Spent some time yesterday playing around with the camera, Finally found a setting that seemed to sort of work, but I was hoping I could get a little feedback on this, photo wise.  The pen is a cocobolo chrome cigar.  

Seems like no matter what I did, I couldn't get rid of the 'shine line'

I picked up a sheet of polystyrene light diffusing panel at the hardware store, but I guess it didn't diffuse the light enought.  Going to try an old sheet next, I guess...


----------



## Dario (Apr 23, 2006)

Nice pic of a nice pen.  

Having a shine line is actually ideal for me...as long as it is not too glary that you can't see through it any more.

But I myself am struggling with my photos so don't listen to me lol.


----------



## Rifleman1776 (Apr 23, 2006)

Don't know about the shine line. But that is a fine coco cigar and great finish.


----------



## dubdrvrkev (Apr 23, 2006)

Not that my photography is good but the "shine line" can work for your benefit. It can showcase the depth of your finish, of course if you have any flaws it will highlight them also.


----------



## pete00 (Apr 23, 2006)

the shine is not bad on the bottom looks ok. THe top i think covers too much of the wood. Sorry i cant offer any help taking pictures..still learning myself.


----------



## chigdon (Apr 23, 2006)

As long as you are going for a high gloss finish (which I do) having some shine in the finish actually shows that off.


----------



## Johnathan (Apr 23, 2006)

Looks great as far as I can tell.


----------



## Jim15 (Apr 24, 2006)

Great looking pen and finish.

jim


----------



## gerryr (Apr 24, 2006)

Unless you want to spend a few grand on a setup like Bruce Boone uses, you won't get rid of that "shine line."  And, I'm not sure why you would want to, it shows that the pen has a really nice glossy finish.  I would say you've nailed it.  Great photo.


----------



## KingBubbaTruck (Apr 24, 2006)

Thanks for all the comments everyone,  I'll work a little on the composition and what not, but I guess I wont worry about the 'shine'!

Brent


----------



## Mikey (Apr 24, 2006)

When I was first trying to get some pics of my stuff, I realized that I was getting shine from the front of the box where I did not have the fabric. I turned off the overhead light so that the only light was coming from the light source behind the fabric and it took away much of the glare.

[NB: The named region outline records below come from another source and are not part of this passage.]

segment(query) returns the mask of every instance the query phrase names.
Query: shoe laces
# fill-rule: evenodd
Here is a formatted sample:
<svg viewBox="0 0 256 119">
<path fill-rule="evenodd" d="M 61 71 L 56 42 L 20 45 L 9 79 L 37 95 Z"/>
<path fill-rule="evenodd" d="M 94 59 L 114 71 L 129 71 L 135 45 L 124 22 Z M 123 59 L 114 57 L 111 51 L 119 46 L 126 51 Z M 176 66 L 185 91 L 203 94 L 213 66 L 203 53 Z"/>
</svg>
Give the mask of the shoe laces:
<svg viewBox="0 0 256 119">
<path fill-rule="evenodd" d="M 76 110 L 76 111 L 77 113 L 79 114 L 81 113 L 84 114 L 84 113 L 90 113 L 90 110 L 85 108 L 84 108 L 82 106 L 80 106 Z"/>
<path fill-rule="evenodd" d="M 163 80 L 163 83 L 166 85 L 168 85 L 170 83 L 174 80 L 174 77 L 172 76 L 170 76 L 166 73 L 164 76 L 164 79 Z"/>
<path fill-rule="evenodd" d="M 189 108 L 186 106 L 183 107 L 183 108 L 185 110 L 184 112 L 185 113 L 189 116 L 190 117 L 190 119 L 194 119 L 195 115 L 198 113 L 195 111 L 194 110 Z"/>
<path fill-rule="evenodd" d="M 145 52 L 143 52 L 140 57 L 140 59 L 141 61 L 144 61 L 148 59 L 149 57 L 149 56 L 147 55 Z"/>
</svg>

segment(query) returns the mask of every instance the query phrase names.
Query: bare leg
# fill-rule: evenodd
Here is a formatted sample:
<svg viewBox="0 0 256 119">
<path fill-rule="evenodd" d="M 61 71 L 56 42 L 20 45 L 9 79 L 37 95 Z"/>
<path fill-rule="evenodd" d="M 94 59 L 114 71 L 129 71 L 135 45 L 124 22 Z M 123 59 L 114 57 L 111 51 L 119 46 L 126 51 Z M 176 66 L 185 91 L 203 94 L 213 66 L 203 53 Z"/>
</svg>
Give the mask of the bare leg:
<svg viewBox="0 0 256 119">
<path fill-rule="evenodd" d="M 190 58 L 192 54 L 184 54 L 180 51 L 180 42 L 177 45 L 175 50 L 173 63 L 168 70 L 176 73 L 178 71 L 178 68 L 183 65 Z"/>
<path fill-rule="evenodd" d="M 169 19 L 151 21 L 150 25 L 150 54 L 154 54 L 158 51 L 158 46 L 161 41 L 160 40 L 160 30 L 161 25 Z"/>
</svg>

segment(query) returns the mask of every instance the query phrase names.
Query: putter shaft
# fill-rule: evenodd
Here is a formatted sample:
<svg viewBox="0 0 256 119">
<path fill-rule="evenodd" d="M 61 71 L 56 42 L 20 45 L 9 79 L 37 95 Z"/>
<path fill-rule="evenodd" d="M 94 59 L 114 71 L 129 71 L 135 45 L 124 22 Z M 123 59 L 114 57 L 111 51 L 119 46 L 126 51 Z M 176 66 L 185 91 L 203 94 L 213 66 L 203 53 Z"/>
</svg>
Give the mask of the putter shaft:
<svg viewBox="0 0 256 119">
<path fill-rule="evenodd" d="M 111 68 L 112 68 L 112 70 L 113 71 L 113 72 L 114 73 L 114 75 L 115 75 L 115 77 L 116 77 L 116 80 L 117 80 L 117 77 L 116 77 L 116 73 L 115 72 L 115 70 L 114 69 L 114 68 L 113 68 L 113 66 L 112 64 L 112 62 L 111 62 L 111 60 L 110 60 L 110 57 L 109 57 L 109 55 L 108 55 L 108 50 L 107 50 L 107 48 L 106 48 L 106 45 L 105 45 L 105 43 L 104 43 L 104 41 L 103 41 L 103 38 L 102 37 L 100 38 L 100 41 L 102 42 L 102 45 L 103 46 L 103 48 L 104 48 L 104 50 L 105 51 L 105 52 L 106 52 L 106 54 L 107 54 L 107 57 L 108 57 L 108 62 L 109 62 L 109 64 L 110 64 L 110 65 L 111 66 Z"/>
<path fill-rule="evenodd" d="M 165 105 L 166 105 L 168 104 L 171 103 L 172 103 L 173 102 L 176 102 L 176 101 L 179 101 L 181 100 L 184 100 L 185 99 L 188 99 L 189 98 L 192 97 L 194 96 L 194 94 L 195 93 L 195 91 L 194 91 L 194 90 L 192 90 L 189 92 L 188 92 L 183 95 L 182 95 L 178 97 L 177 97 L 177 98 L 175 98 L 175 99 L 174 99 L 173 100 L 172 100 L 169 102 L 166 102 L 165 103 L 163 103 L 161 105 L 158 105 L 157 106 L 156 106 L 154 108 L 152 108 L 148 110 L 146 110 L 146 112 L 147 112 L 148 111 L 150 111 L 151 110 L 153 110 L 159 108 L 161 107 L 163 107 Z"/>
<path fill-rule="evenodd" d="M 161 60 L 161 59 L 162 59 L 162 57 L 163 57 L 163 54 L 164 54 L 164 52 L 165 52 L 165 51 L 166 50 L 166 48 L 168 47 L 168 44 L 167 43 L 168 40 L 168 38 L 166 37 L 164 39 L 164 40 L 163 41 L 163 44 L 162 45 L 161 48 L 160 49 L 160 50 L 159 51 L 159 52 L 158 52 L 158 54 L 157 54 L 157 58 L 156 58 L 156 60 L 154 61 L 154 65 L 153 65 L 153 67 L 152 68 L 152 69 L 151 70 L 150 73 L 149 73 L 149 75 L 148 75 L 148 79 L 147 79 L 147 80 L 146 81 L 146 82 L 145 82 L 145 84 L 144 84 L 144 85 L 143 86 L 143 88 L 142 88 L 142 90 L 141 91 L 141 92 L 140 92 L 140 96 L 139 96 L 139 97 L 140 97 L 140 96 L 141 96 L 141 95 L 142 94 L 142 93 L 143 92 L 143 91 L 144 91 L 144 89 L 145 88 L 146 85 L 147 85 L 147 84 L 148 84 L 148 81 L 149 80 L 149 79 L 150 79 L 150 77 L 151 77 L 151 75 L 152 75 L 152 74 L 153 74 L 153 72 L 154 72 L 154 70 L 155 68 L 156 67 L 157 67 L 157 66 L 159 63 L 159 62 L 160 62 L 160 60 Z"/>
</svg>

Do you have windows that may be contributing to the glare? Maybe other lights? I always did mine after it got dark when I could turn off all lights.


----------



## KingBubbaTruck (Apr 24, 2006)

I'm doing it in my shop, and in fact, did have the other flourescent lights on directly behind me. 

That's some pretty good advice.  I'll try it again with the only lights on being above and behind...

Thanks!

Brent


----------



## davidrei (Apr 24, 2006)

I agree with the others, don't get rid of the shine line, it helps.  BTW, I really like the background.  Interesting, but not distracting.  Too many people put too much in the background, which can make it hard to see the details of the pen.  Also, picking the color of the background really impacts the quality of the pic.  Your red background really helps show off the wood.


----------



## Daniel (Apr 24, 2006)

It's sort of funny, you are working to get rid of the shine, I've been playing around trying to get some of it back. there is a trade off betwwen not having the hot spots and loosing the finish. I agree that the whole flood light showing up is to much, but some highlight to show there is a finish there is desireable. but as with all things creative. good is ultimatly determined by the creator. 
I like this picture though, great looking pen. The photo of it has that effect that I am really looking at the pen and not an image of it. hope that makes since.


----------



## Mosby (Apr 24, 2006)

Beautiful pen and nice shot too. But if you want to soften that "shine line" some, try placing your diffusing panel as close as possible to the pen while still being able to get the shot and then keep a little distance between the panel and light you're using. The idea is to provide a large, diffused light source. It appears as if you have the light directly over the pen. Try different positions, like above and 45 degrees behind, or more to one side.  If you're just using one light, you can also bounce light back into areas of the shot with something as simple as a sheet of white paper. My current set up is a simple box frame made from narrow lengths of wood, with a clean white sheet doubled up and draped over three sides and the top of the frame. And then usually using two aluminum shop lights. A little glob of kneadable eraser from an art store under the pen helps to protect the surfaces of the pen and also keeps it in the position you want it in. If you get a chance, take a look in the Introduction Forum where I was asking a pen question and included a couple of my own shots. The biggest thing is to keep experimenting. That's what I'm constantly doing! []


----------



## jdavis (May 2, 2006)

nice finish and pen looks great


----------